職務手当とは、どのような手当のことでしょうか。
職務手当をもらっている方のなかには、「職務手当が支給されている場合、どれだけ残業しても残業代を請求できない」と考えている人がいます。会社から、職務手当の支給を理由に、残業代の支払いを拒否されている人もいるでしょう。職務手当を受け取っていれば、どれだけ残業しても残業代を請求することはできないのでしょうか。
今回は、
- そもそも職務手当とはどういうものなのか
- 職務手当を受け取っている場合の残業代の請求の可否
などについて、ベリーベスト法律事務所の弁護士が解説します。
この記事が、職務手当について詳しく知りたいと思っている方の参考になれば幸いです。
目次
1、職務手当とは?
(1)職務手当の概要
まず、職務手当とは何かについて確認していきましょう。
職務手当とは、一般的には、特定の職務に対して必要とされる以下のような事項に対応して支給される手当のことを指します。
- 特殊な技術や技能
- 資格
- 複雑性
- 責任度 など
(2)詳細は会社の就業規則や給与規定を確認する必要あり
職務手当は、手当の名称です。具体的にどのような取り決めの手当になっているのかは、企業によって大きく異なります。
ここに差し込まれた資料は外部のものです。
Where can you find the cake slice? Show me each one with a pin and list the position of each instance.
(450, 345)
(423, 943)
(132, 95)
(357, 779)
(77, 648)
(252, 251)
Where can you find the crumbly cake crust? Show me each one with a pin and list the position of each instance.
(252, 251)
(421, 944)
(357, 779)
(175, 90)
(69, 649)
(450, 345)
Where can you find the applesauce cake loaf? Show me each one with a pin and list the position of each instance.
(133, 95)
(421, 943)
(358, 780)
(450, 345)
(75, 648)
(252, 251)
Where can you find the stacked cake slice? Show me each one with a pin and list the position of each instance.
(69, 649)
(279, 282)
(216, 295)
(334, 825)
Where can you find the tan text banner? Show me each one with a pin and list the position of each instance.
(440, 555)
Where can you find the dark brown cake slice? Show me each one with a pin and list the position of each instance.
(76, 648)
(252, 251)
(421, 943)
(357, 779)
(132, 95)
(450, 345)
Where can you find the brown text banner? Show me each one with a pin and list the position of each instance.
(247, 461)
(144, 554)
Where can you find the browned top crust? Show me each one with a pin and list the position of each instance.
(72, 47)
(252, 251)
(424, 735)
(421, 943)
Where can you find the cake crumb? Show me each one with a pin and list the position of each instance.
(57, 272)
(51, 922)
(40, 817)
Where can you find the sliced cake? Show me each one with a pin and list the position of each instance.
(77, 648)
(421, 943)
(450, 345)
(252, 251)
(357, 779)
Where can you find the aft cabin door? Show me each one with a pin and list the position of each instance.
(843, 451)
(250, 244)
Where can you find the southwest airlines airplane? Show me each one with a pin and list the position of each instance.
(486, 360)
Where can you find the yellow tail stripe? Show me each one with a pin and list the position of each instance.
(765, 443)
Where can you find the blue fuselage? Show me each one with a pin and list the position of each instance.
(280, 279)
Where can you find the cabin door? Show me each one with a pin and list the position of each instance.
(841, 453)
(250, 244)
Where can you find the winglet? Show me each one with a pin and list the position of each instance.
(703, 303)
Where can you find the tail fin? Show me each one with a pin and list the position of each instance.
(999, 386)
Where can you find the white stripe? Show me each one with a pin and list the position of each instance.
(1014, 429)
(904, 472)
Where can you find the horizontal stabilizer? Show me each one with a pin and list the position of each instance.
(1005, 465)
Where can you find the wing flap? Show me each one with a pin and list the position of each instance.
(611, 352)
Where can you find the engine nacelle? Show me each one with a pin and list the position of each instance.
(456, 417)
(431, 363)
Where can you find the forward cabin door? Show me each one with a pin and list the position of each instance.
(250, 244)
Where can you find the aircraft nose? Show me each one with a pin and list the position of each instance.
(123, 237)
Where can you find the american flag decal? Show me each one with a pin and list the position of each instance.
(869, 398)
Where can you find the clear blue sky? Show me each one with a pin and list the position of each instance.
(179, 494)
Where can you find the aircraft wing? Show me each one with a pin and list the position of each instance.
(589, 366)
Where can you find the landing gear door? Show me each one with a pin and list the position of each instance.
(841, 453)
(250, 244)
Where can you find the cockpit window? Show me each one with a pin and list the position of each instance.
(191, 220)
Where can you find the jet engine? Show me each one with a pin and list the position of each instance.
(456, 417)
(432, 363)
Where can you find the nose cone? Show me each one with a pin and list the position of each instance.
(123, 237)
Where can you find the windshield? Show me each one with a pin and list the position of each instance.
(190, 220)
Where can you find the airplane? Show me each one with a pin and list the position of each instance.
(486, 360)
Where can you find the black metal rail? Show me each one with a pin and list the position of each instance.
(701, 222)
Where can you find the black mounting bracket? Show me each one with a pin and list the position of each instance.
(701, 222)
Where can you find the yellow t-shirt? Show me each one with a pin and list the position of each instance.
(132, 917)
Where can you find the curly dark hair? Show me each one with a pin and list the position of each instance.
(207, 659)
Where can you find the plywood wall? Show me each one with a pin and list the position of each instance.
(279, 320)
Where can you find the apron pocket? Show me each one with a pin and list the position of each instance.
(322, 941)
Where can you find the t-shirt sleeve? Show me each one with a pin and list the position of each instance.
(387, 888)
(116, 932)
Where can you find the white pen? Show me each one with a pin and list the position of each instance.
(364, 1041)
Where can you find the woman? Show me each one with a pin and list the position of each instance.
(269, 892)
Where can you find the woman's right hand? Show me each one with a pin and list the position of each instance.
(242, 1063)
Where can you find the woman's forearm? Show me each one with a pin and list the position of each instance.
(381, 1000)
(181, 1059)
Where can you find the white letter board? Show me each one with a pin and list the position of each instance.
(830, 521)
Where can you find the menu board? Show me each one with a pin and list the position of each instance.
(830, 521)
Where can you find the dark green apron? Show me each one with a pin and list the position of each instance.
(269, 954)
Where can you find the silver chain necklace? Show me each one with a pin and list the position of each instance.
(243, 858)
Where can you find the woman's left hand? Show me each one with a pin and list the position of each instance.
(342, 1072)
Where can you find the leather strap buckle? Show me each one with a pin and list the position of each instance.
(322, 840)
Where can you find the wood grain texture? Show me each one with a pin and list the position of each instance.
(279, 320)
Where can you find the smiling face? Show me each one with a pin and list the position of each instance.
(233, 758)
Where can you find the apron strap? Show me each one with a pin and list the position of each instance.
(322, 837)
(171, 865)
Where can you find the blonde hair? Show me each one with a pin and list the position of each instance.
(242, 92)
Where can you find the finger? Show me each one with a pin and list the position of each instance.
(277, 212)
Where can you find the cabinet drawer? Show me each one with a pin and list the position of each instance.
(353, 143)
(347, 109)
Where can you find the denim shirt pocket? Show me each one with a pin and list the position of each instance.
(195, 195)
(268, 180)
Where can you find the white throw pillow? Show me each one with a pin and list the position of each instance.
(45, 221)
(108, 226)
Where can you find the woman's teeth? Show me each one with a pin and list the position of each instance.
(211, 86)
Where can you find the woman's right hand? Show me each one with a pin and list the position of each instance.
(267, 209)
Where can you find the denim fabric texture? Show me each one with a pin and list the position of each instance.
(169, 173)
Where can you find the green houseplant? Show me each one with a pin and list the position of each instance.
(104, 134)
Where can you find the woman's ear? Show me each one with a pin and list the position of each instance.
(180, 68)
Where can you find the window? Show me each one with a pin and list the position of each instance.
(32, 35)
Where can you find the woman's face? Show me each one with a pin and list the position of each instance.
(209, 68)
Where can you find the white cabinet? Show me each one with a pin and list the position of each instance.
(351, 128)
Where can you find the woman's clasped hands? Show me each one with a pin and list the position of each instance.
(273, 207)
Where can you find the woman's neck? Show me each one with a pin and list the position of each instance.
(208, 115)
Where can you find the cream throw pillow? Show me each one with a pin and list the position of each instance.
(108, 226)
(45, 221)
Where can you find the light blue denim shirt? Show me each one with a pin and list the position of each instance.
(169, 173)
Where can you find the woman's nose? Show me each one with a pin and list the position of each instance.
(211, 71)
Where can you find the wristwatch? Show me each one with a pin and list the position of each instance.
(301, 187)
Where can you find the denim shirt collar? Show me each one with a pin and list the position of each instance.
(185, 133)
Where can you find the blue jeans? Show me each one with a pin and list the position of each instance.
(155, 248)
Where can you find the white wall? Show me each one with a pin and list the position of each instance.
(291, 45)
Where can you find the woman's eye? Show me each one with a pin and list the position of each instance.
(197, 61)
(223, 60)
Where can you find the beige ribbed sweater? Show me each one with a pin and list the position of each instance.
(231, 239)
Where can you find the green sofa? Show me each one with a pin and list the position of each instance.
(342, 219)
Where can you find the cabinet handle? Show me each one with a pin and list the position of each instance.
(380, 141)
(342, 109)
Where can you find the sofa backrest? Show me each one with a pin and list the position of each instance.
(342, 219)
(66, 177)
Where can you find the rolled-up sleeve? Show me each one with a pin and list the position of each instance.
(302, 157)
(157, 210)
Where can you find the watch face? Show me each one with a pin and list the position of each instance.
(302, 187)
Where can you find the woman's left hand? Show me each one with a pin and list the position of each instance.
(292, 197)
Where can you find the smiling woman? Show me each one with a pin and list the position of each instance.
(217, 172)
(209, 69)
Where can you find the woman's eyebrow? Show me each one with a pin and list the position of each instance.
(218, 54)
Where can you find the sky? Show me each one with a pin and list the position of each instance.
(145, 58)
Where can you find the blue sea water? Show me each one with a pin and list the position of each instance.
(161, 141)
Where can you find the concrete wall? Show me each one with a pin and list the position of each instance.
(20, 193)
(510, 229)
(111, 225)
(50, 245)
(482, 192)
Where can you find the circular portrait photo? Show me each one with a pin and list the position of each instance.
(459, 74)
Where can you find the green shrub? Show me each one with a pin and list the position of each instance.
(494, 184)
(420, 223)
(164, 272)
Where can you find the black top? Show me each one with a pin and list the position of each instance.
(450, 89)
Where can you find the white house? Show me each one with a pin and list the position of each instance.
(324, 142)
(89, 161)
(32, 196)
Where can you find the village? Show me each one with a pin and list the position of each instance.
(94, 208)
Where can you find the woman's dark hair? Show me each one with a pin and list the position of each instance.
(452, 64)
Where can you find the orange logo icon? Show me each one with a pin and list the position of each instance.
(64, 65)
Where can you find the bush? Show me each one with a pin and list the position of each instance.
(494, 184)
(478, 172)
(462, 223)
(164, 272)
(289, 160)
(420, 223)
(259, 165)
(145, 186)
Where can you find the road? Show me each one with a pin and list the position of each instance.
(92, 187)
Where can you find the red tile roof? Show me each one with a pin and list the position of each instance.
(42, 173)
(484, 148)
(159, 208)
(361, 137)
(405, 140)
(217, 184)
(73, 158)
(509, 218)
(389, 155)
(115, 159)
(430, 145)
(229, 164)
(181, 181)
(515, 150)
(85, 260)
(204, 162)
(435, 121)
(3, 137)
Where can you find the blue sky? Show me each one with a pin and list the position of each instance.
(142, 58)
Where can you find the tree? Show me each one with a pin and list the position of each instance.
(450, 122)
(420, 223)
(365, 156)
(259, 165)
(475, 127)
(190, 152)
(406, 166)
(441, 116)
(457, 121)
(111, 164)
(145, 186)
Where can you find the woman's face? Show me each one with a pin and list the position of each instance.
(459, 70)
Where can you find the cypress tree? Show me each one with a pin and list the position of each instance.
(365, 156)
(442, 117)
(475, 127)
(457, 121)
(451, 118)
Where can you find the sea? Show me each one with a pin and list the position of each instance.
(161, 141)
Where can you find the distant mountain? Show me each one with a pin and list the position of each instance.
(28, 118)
通常、職務手当の内容は、会社の就業規則・給与規程にその詳細が記載されています。職務手当自体の全部または一部を残業代として支払っているケースもあれば、残業代とは別に支給されるケースもあります。
職務手当の詳細や残業代の支給に疑問を持っている場合は、会社の就業規則や給与規程を確認しましょう。
就業規則を確認する際は、次のようなことを確認してみてください。
- 職務手当に関する規定の存在
- 職務手当はどのような理由で支給される手当なのか
- 職務手当に残業代も含まれるのか
- 職務手当の支給額の決定方法
(3)職務手当以外の名称の場合も
手当の具体的な名称は、企業によって異なります。
職務手当という名称を使用している企業もあれば、「資格手当」「職能手当」「営業手当」「職位手当」など、別の名称を用いている企業もあります。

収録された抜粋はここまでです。